The women at the party, most of whom were successful in their careers or professions, scoffed at the PC explanation. They thought Ms. Harris, if she were honest, would scoff at it, too. (Ms. Harris did issue a statement to the effect that she wasn’t offended by the president’s remarks, although whether that may have been the political thing to say or her true feelings is unclear.)
My take on this latest presidential “sex” scandal (at least it isn’t of the Monica Lewinsky variety) is that it is a conundrum of some moment to be an old-school male with a feminist political perspective in our new millennial age of sexual equality and gender neutrality. Gone are the days when appreciating physical beauty was appropriate discourse. Now, the best a man can do is to compliment a dress or a piece of jewelry, and even then the comment must not appear sexist, as in, “that dress really looks great on you.” Instead, the PC comment would be, “that’s a beautiful dress.” The difference is that the first comment suggests it’s the body under the dress that is being admired, while the second presumably would be said no matter who was wearing the dress.
The reality is that sexism is still very much alive in more than the intended compliment of a political gaffe. We are still a country that pays less (generally) to a woman for the same work that a man does and that still has far fewer women in positions of authority (in both business and politics) than men. A recent article in a legal periodical warned women that there is still a glass ceiling in the legal profession, and the above-the-line partnership lists of most law firms bear out that fact.
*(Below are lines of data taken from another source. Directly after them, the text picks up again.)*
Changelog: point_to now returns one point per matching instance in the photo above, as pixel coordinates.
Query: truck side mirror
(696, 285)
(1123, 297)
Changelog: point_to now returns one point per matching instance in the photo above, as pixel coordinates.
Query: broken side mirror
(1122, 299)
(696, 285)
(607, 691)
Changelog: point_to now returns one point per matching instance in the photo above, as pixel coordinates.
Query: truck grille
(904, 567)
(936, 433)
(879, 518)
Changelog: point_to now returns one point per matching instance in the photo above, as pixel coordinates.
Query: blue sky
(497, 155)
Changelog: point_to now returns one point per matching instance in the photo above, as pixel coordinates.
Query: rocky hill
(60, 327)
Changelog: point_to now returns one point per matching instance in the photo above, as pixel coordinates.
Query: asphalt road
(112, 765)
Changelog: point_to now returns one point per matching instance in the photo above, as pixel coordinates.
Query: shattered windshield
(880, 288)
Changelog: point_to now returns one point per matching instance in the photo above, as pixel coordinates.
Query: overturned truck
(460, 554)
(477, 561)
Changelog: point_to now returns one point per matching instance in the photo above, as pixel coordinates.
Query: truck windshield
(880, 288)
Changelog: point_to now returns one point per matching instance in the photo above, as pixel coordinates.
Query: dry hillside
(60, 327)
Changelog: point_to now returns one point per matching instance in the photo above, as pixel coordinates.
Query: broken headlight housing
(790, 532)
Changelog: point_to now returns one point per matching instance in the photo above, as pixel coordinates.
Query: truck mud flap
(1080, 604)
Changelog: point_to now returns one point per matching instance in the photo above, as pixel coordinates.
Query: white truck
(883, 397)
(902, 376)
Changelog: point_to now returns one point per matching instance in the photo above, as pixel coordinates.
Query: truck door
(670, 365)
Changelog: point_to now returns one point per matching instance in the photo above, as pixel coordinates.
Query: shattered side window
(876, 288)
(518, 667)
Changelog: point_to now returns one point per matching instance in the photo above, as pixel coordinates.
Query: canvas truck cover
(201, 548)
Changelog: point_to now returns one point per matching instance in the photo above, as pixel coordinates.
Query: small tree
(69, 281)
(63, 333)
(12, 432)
The commentary on the death of Margaret Thatcher earlier this week praised her as a powerful Prime Minister in the mold of Winston Churchill, but they also noted that she has not been succeeded in that office by another woman, nor is one on the horizon who is a strong candidate to assume the post. Hillary Clinton may run for president again in 2016, but that hardly guarantees her election (or even her nomination).
This form of sexism has nothing to do with sex or the male libido. Instead, it flows from a traditional attitude/prejudice that is deeply engrained in America’s culture and history. Women are home-makers; men are bread-winners. That’s the attitude that keeps glass ceilings in place and results in talented women being denied positions that men would be given. It isn’t a question of whether they are physically attractive or look good in a particular dress. It’s more deep-seated in the psyche of the male-dominant society that is still prevalent, notwithstanding the advances women have made in the last generation.
But that conundrum does exist. Obama gets in trouble for an old-fashioned compliment that even many women today would be happy to have said about them but that must be considered insulting in the politically correct definition of sexist statements. Are we (I’m referring to men here) not supposed to admire your (women) efforts to look attractive? Is it, perhaps, as politically incorrect for you to make yourselves attractive as it is for us to notice that you are?
At the law school where I work, a female colleague, who would take Obama to task for his comments about Ms. Harris, went on a major diet a few years ago. She lost enough weight to look appreciably more fit, healthy, attractive. I felt comfortable in congratulating her for losing the weight, but dared not mention the difference in her physical appearance. But I admired it just the same.
Obama should have kept his comments about Ms. Harris professional and kept his thoughts about her physical appearance to himself, even if most women would be happy to be so grossly insulted.